I imagine that, at this point, many of you are thinking, “Dude, if you don’t want them to do anything to do, why aren’t you delivering at home or in a birthing center?”  Good question!  Ultimately, I truly understand that although I can write a birth plan, I cannot plan birth, and scary things do happen.  For me, the best place to be in that scenario is in the hospital with doctors and nurses who can help.  If there is a true medical emergency, I will trust these people to make the appropriate choices for me – screw the birth plan.
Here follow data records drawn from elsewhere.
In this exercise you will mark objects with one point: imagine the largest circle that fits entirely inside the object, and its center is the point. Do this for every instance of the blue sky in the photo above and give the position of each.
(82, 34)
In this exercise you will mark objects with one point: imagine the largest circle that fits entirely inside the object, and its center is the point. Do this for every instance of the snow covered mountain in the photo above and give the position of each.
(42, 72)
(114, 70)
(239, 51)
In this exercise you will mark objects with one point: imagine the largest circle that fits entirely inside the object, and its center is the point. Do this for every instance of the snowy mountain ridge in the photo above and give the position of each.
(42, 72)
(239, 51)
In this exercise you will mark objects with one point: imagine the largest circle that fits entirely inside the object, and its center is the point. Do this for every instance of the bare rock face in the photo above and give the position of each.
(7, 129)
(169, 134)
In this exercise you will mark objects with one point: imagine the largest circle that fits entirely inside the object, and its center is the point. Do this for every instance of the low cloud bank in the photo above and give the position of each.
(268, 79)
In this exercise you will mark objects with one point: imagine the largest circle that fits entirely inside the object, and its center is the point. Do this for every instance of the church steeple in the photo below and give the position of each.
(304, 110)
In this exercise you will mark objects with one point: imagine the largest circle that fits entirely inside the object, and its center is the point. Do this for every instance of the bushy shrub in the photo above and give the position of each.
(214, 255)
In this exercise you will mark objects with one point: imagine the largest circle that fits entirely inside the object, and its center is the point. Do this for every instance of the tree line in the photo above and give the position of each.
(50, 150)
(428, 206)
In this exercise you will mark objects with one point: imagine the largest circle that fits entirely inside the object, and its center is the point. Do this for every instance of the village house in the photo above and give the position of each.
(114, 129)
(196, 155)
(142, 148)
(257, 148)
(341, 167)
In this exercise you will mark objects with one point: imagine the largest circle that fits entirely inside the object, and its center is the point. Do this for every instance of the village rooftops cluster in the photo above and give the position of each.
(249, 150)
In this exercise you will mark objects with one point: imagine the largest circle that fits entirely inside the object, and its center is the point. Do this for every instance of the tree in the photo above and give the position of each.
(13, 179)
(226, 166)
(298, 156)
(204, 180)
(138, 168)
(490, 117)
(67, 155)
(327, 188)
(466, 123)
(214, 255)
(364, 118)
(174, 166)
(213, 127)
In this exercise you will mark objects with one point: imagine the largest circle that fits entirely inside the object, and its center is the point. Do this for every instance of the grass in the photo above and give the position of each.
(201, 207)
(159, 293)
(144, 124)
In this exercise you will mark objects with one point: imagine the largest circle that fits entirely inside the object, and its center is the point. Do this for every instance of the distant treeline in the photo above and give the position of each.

Another remark that I commonly hear about birth plans is that the birth doesn’t really matter that much.  All that matters is that the baby comes out, healthy and safe.  While I do think the ‘bottom line’ is true, I do believe that the birth matters, not only in regards to the physical health of my baby, but also for my emotional health.  The birth process does matter to me.  It doesn’t have to be perfect; it doesn’t have to follow my exact birth plan.  But I know this will be a transformative moment in my life, and I want the space around that moment to be one of positivity.  Leaving the hospital with our little boy or girl will be the most amazing thing in the entire world.  But if I can walk out those doors feeling protected, respected, happy, and healthy… then that’s just icing on top of the cake.